Wednesday, 27 April 2011

Concerns about social care

We have an ageing population. People with chronic health problems are living longer.

A recent survey of councils about the challenges of providing care and support for elderly citizens demonstrated the scale of the challenge ahead. These demographic changes are increasing the pressure on services. One council was predicting a 70% increase in residents aged 75+, whilst another was expecting a 44% increase in residents aged over 90.

It is clear that these increases in demand cannot be met by expanding services when budgets are being cut. There are three main ways in which a council can maximise the services provided through the social care budget. It can raise charges, tighten eligibility and re-shape the way in which care is provided.

The survey showed that 88% of councils were increasing charges this year – most above the rate of inflation. Government ministers talk a lot about council tax levels, but they don’t like to talk about increasing charges.

16% of councils were tightening the eligibility criteria for receiving care. This might seem quite a small proportion, until you realise that the majority of councils are already meeting only substantial and critical need. They already have no room left to manoeuvre.

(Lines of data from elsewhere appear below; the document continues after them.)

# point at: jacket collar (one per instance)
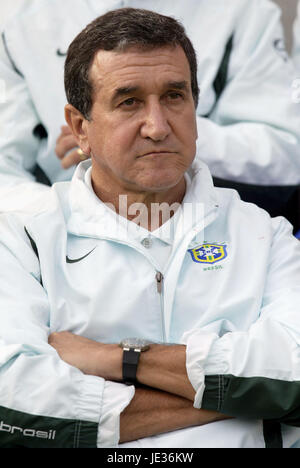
(89, 216)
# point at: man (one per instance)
(248, 125)
(213, 287)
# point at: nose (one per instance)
(155, 124)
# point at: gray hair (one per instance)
(118, 30)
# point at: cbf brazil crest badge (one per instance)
(209, 253)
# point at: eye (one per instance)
(130, 102)
(175, 96)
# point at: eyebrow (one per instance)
(125, 90)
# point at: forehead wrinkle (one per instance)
(130, 67)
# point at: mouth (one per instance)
(156, 153)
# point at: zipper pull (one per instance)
(159, 281)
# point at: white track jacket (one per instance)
(231, 293)
(248, 124)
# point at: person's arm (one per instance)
(18, 119)
(252, 373)
(255, 372)
(46, 401)
(153, 412)
(252, 134)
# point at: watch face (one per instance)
(135, 343)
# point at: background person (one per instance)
(248, 127)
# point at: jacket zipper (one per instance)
(159, 284)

It appears that, in the near future, just about every council will only offer support to those requiring substantial and critical. People who have previously been supported will no longer be eligible or will get a significant reduction in their support.

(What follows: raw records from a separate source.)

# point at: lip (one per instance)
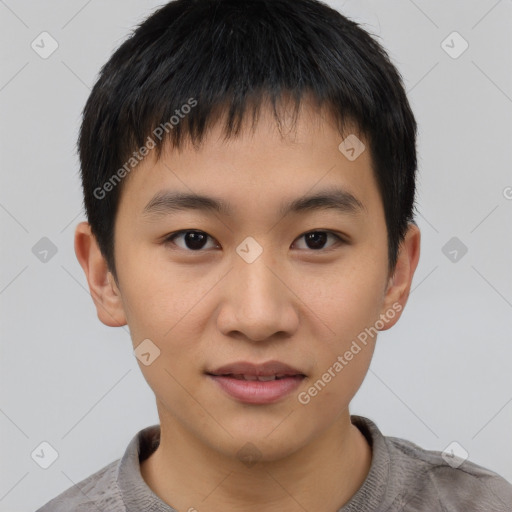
(254, 391)
(258, 370)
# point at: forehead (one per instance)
(266, 164)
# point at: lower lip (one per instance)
(255, 391)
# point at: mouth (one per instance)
(257, 383)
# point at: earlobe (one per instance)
(104, 292)
(399, 284)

63% of councils are already closing care homes and/or day centres and more expect to follow in the next couple of years. More people will be supported in their own homes – which may be a good thing. However, it is clear that some people who really need 24 hour support in residential care will not get it in future.

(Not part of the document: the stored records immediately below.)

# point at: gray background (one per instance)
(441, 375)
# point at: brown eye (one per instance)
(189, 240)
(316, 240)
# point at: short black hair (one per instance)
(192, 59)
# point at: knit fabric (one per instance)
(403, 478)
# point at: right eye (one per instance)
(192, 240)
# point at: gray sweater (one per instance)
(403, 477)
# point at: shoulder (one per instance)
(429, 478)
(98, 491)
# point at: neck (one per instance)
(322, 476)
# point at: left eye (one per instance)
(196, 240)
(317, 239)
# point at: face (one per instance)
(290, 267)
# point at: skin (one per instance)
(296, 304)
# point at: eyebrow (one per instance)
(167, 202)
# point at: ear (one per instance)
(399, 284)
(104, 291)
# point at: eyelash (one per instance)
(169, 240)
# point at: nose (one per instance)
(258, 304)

Perhaps the biggest surprise, given all the Prime Minister’s talk about the role of voluntary organisations in his Big Society is that more than 50% of councils are cutting their financial support to the voluntary sector providing care services and another 25% expect to do this in the next year. Locally, in Sheffield, the council is making 15% cash cuts to the voluntary sector this year and is closing both residential homes and cutting day-care.

So, elderly people in need of support can look forward to increased charges and less support in future. This is one of the real impacts of the cuts that are now being made. I just wish Ministers would be honest about what the budget cuts really mean.